Directed by Shih-Ching Tsou.
Starring Janel Tsai, Shih-Yuan Ma, Nina Ye, and Brando Huang.
SYNOPSIS:
A single mother and her two daughters relocate to Taipei to open a night market stall, each navigating the challenges of adapting to their new environment while striving to maintain family unity.
Fresh off four Oscar wins for Anora, few would have expected Sean Baker’s next project to be co-writing and producing a Taiwanese film about a young girl and her family. The project has been in various stages of development since Baker first announced it in 2012. He and director Shih-Ching Tsou, finally began shooting in 2022 and the project now debuts on the festival circuit. It bears some similarities to Baker’s own work as a director, especially The Florida Project but his involvement shouldn’t take away from the work of the other creatives. It is a heartfelt, intimate story, anchored by a remarkable child performance.

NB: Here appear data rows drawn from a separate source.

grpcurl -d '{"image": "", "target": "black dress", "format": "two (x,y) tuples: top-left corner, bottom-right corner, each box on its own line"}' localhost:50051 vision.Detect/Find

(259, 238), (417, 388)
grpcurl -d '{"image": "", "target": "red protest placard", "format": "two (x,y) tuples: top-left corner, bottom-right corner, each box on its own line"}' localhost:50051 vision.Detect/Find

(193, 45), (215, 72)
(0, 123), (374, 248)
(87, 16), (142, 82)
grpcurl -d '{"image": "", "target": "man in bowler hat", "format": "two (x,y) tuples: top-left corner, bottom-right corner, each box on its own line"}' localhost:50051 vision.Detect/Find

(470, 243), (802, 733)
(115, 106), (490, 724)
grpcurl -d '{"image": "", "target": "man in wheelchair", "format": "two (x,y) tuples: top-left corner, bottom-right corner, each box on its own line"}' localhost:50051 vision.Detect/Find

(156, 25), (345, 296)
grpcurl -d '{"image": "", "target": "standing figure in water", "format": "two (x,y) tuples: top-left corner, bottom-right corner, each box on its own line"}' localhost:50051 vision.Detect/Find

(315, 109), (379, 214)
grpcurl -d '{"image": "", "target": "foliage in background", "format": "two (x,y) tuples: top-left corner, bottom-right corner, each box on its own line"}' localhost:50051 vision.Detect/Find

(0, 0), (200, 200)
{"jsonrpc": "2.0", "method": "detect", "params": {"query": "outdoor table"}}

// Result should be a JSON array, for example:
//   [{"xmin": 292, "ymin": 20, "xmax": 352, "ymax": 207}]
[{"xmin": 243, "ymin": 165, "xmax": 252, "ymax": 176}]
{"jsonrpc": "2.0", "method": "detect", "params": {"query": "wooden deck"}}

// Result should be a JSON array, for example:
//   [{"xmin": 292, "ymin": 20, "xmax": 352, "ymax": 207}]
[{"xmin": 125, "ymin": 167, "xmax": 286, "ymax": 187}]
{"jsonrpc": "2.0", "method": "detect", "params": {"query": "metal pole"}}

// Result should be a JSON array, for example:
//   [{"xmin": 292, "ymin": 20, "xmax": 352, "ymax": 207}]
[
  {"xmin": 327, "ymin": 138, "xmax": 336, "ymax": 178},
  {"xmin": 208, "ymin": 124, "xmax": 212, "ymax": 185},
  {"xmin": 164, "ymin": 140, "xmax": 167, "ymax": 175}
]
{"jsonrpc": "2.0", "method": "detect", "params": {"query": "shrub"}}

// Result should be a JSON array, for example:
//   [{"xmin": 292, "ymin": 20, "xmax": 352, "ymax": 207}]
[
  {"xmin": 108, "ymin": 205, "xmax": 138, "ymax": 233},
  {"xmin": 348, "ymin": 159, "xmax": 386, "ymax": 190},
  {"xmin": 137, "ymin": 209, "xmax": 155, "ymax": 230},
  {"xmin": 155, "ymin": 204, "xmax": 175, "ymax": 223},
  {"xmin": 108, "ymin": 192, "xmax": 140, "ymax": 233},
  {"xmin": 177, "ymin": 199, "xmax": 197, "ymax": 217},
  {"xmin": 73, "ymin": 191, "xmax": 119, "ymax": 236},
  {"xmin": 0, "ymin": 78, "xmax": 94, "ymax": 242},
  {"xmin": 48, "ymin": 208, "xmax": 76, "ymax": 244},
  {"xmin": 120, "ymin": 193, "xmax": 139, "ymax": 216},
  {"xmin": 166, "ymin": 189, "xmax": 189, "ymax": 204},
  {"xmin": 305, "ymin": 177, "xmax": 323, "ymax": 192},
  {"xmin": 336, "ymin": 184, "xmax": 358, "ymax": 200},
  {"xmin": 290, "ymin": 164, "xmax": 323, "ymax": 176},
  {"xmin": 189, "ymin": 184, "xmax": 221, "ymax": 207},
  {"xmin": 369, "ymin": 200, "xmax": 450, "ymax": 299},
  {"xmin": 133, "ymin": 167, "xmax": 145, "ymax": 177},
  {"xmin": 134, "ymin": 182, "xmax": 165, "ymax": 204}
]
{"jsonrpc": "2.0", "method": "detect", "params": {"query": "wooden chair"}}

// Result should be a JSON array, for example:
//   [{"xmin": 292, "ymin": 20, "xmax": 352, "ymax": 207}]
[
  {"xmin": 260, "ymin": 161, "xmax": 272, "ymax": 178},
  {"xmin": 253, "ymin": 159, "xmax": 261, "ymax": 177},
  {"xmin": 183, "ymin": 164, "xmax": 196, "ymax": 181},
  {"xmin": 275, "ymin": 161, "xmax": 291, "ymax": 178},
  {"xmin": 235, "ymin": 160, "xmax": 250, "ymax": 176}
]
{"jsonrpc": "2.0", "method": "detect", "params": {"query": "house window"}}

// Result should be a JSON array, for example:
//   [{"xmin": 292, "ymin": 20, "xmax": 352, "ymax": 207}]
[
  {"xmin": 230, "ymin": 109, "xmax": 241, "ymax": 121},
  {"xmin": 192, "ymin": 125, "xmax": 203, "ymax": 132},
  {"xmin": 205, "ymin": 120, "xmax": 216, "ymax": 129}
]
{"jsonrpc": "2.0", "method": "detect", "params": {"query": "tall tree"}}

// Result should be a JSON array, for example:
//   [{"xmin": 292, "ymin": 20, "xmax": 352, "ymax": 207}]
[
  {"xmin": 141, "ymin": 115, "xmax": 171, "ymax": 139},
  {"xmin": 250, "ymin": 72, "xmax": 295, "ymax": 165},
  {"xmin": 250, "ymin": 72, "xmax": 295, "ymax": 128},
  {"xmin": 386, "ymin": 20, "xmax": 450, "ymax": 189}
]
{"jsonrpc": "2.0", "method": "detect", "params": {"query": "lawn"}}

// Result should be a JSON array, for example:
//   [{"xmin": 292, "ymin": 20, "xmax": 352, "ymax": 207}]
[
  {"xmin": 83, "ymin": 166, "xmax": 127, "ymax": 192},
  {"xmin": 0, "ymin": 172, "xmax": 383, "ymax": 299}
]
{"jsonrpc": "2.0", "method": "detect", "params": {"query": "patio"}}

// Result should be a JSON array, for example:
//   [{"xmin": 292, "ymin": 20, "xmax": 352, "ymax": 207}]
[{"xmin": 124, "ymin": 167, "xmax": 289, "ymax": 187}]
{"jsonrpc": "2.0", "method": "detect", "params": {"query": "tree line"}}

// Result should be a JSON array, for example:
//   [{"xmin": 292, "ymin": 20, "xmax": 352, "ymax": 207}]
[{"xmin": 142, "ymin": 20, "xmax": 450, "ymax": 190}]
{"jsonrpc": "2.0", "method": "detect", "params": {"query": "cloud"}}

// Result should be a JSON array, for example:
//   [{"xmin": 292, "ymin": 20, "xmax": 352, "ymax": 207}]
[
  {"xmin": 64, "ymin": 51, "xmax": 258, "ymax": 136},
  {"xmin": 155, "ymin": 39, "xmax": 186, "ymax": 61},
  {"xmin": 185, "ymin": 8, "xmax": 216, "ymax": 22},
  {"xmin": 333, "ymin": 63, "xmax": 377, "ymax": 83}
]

It is a contemporary story, deeply rooted in its Taiwanese setting, but it has a global appeal through the broken family dynamics that flow through it. I-Jing (Nina Ye) and her family return to their roots. I-Jing uses her left hand in front of her grandfather, who tells her that it is the devil’s hand, and she subsequently believes this, which leads to chaos. This is a story about generational divides and shifting values. This was something that happened to Shih-Ching Tsou herself, and so it is clearly a story close to her heart.
Single mother Shu-Fen (Janel Tsai) is struggling to put food on the table for her two daughters, running an arcade noodle stand. While her daughter, I-Ann (Shih-Yuan Ma) has a job she is barely committed to and a somewhat carefree attitude to life. There are twists aplenty, and the reasons why they are in the situation they are completely re-evaluate prior events and the nature of the relationships between the central trio.
Shot using an iPhone there is a kineticism to proceedings and a slightly unpolished, documentary like feel that suits the arcades and food markets the trio frequent. There’s also an almost soap opera quality to some of the family dynamics, but rather than succumbing to melodrama or far-fetched storylines, Ching Tsou crafts an electric, deeply intimate story that crosses the generational threshold.
These characters all have secrets they are hiding from one another, like the family’s grandmother using illegal passports to smuggle in immigrants. These come home to roost at a 60th birthday party in her honour. She is the familial matriarch who dotes on her son but treats her daughters with more contempt.
Left-Handed Girl may create buzz from Sean Baker’s involvement but it is a labour of love for its first-time director, led by remarkable performances and a tight-knit story that keeps us engrossed throughout, the disparate parts intersecting wonderfully at its end. On Netflix in November it certainly deserves to be seen by a wide audience.